En esa zona de la provincia de Zuid Holland nació (en mayo de 1955), y se crió, Anton Johannes Gerrit Corbijn van Willenswaard, mejor conocido en el mundo artístico como Anton Corbijn. La influencia que tuvo la atmósfera de su terruño ha quedado patente en su trabajo como videoasta y director cinematográfico, así como en el de fotógrafo.

El niño que fue Anton y que se inició fijando aquellas imágenes sombrías con la cámara Polaroid de su padre, se convirtió con el paso del tiempo en la intención adolescente de acuñar una imaginería semejante pero con los intérpretes de la música que más le gustaba: el rock. Comenzó a los 17 años en su país, fotografiando al grupo Solution durante su actuación en el Festival Grote Mark de Groningen en 1972.

De formación autodidacta, pronto su interés por la fotografía se centró en el retrato. Su principal fuente de inspiración fueron los artistas y, en concreto, los músicos (aunque en el trascurso de los años frente a su objetivo ha desfilado gente como Jodie Foster, Robert De Niro, Cameron Diaz, Johnny Depp, Clint Eastwood o Martin Scorsese).

A partir de ahí y de su trabajo en la revista OOR, donde comenzó a publicar, Corbijn ha engrosado su muestrario y establecido un estilo (a través de publicaciones como New Musical Express, Vogue, Rolling Stone o Harpers Bazaar, entre muchas otras) que lo ha convertido en un reconocido hito de la plasticidad artística, con marca de autenticidad.

Sus imágenes, tanto fijas como en movimiento creadas a lo largo de casi cuatro décadas –de Art of Noise a Tom Waits en decenas de videos o fotos– y que incluyen dos largometrajes laureados: Control (biopic de Ian Curtis) y The American (con George Clooney), le han conferido el título de “Maestro del arte oscuro” en tres diferentes medios que se caracterizan, además, por sus miles de oficiantes en competencia.

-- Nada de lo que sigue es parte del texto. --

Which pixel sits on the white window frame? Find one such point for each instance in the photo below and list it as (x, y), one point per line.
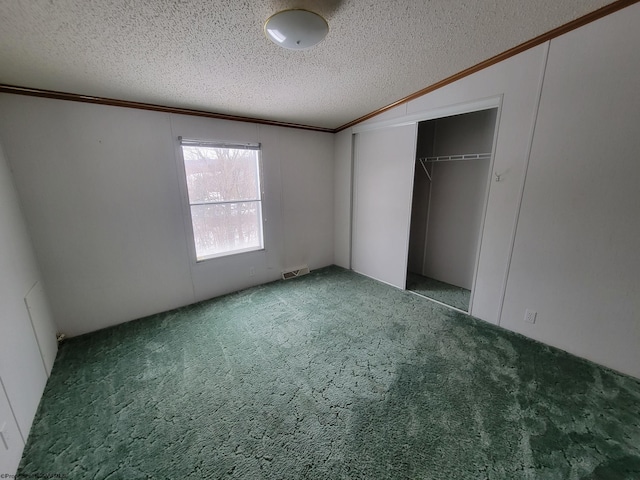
(182, 142)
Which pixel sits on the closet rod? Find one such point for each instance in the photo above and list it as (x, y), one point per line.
(453, 158)
(424, 166)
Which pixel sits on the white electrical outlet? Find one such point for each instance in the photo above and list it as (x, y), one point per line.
(530, 316)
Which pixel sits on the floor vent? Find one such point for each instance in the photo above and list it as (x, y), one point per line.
(296, 272)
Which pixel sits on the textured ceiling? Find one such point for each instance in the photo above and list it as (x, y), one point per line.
(213, 55)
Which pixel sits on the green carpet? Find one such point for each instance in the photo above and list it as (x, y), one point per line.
(457, 297)
(328, 376)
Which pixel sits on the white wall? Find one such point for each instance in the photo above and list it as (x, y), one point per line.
(574, 241)
(22, 370)
(516, 81)
(104, 199)
(576, 257)
(342, 178)
(383, 182)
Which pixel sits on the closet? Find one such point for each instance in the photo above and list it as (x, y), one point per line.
(450, 187)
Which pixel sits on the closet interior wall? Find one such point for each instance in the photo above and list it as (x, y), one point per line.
(447, 209)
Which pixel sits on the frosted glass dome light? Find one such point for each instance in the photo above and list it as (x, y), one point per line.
(296, 29)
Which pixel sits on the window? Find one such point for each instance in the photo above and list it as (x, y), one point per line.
(225, 197)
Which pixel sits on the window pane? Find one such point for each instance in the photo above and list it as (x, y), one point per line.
(221, 174)
(227, 227)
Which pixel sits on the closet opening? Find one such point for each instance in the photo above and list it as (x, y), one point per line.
(450, 189)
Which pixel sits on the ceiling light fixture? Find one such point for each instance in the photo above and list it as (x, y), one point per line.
(296, 29)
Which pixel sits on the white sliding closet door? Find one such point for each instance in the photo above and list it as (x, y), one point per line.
(383, 183)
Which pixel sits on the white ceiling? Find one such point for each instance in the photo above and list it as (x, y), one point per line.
(213, 55)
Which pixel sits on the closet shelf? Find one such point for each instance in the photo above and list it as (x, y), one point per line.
(452, 158)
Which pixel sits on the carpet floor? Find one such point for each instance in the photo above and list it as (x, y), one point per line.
(457, 297)
(328, 376)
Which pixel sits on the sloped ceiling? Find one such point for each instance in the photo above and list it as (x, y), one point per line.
(212, 55)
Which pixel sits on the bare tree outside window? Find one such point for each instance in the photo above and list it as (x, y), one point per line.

Pero, ¿qué es lo que convierte a Corbijn en maestro tanto videoasta (con ejemplos como el de “Personal Jesus” de Depeche Mode, “One” de U2 o “Heart Shaped Box” de Nirvana), como fotógrafo (lo mismo retratista –no sólo de músicos sino también de otras disciplinas— que como hacedor de portadas de discos: U2 o Depeche Mode le deben su mejor look) o cinematográfico (con las ya mencionadas cintas)?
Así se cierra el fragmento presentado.